Steven Goldstein, undersecretary of State for public diplomacy, said on Friday that U.S. Secretary of State Rex Tillerson had approved a security plan for a “facility” in Jerusalem, the Associated Press reported.

“We’re looking at that as a possible date, but safety of the Marines and other people who visit and work there is primary,” said Goldstein.

According to the preliminary plans, U.S. ambassador to Israel David Friedman will move his office, along with a small staff of around four to five people, to a building in Jerusalem known as the Diplomat Hotel, which the State Department acquired in 2014.

However, the move will likely be largely ceremonial for now as the current U.S. embassy in Tel Aviv will be renamed a consulate, but will still continue to house the bulk of the United State’s diplomatic staff in Israel.

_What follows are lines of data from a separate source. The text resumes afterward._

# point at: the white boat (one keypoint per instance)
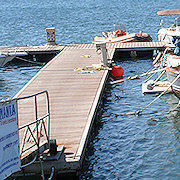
(7, 57)
(172, 60)
(4, 59)
(166, 34)
(173, 72)
(119, 34)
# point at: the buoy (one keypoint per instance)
(117, 71)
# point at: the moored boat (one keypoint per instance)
(4, 59)
(173, 72)
(119, 34)
(167, 34)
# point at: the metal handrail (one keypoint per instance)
(39, 121)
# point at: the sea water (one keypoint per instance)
(120, 147)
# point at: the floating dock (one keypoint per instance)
(74, 98)
(71, 104)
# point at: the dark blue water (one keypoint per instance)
(121, 147)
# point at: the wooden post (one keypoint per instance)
(51, 39)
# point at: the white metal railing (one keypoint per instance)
(33, 131)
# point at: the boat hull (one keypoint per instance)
(5, 59)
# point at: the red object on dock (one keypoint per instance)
(117, 71)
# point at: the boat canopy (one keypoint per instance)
(169, 12)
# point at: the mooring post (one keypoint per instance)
(51, 38)
(103, 49)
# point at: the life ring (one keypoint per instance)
(119, 33)
(116, 33)
(123, 33)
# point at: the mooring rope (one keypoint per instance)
(137, 76)
(139, 111)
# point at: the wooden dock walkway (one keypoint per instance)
(74, 98)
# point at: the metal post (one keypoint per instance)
(37, 124)
(104, 52)
(51, 38)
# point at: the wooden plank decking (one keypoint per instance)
(74, 97)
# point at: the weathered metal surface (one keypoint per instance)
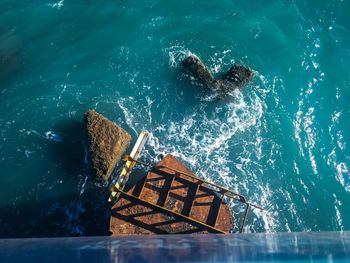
(180, 194)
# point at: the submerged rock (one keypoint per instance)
(107, 142)
(236, 77)
(196, 69)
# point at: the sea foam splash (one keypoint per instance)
(204, 138)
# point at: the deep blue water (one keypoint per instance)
(283, 141)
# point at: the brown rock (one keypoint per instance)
(196, 69)
(107, 142)
(179, 194)
(236, 77)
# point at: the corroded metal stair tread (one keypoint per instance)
(168, 202)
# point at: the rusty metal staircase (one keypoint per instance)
(178, 201)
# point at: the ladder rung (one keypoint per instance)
(173, 213)
(191, 195)
(214, 211)
(163, 197)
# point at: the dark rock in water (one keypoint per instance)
(107, 142)
(196, 69)
(236, 77)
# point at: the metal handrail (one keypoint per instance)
(223, 191)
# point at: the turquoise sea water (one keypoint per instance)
(283, 142)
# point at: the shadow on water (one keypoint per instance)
(71, 215)
(10, 59)
(77, 206)
(69, 150)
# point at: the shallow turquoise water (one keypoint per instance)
(283, 142)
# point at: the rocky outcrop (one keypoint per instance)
(106, 142)
(196, 69)
(236, 77)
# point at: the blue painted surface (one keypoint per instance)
(289, 247)
(283, 142)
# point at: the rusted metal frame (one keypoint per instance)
(167, 194)
(244, 218)
(221, 191)
(173, 213)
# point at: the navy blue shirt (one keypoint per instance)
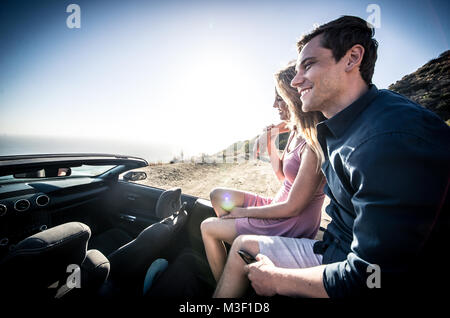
(387, 168)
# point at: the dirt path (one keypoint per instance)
(199, 179)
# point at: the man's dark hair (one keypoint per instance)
(341, 34)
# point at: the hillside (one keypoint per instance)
(429, 86)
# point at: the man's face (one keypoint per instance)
(319, 79)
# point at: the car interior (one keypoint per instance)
(109, 229)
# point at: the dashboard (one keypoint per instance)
(31, 206)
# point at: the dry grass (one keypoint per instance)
(199, 179)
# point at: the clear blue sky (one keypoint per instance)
(195, 74)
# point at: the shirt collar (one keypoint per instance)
(342, 120)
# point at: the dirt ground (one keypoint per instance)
(199, 179)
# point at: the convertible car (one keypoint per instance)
(76, 224)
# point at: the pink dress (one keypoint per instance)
(305, 224)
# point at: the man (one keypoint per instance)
(387, 168)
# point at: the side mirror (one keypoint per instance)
(135, 176)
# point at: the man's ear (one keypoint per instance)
(354, 57)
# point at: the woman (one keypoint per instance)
(296, 209)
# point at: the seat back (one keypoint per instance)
(42, 259)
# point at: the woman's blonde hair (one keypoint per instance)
(305, 122)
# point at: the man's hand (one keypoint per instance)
(233, 214)
(260, 275)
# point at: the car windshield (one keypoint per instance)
(61, 172)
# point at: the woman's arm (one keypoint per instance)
(304, 187)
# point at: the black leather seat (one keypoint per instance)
(42, 259)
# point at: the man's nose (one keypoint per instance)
(297, 80)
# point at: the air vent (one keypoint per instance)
(42, 200)
(21, 205)
(3, 209)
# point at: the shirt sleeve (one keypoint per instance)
(399, 181)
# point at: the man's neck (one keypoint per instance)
(346, 98)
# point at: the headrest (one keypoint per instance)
(168, 203)
(41, 259)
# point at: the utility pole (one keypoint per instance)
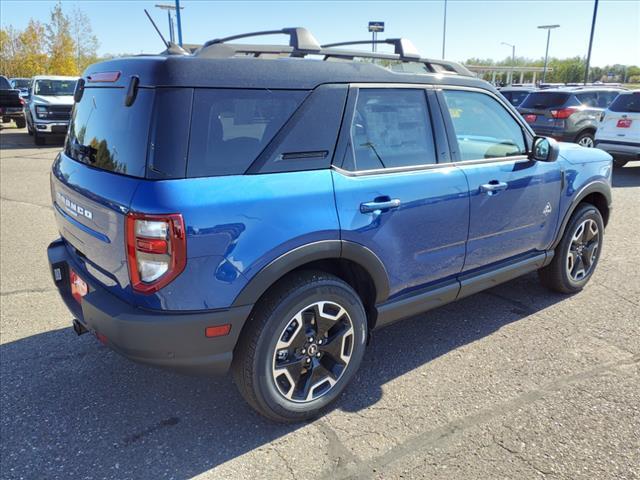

Additionally, separate reports also indicate that pro-Israel Republican billionaire donor Sheldon Adelson has offered to pay for at least part of the new U.S. embassy in Jerusalem, four U.S. officials told the Associated Press. State Department lawyers are currently looking into the legality of the offer.

Early last December, President Donald Trump recognized Jerusalem as the capital of Israel and set forth plans to relocate the embassy from Tel Aviv to Jerusalem. At the time, however, officials noted that the embassy move would likely take years as the United States must construct a large and secure enough building to house the embassy.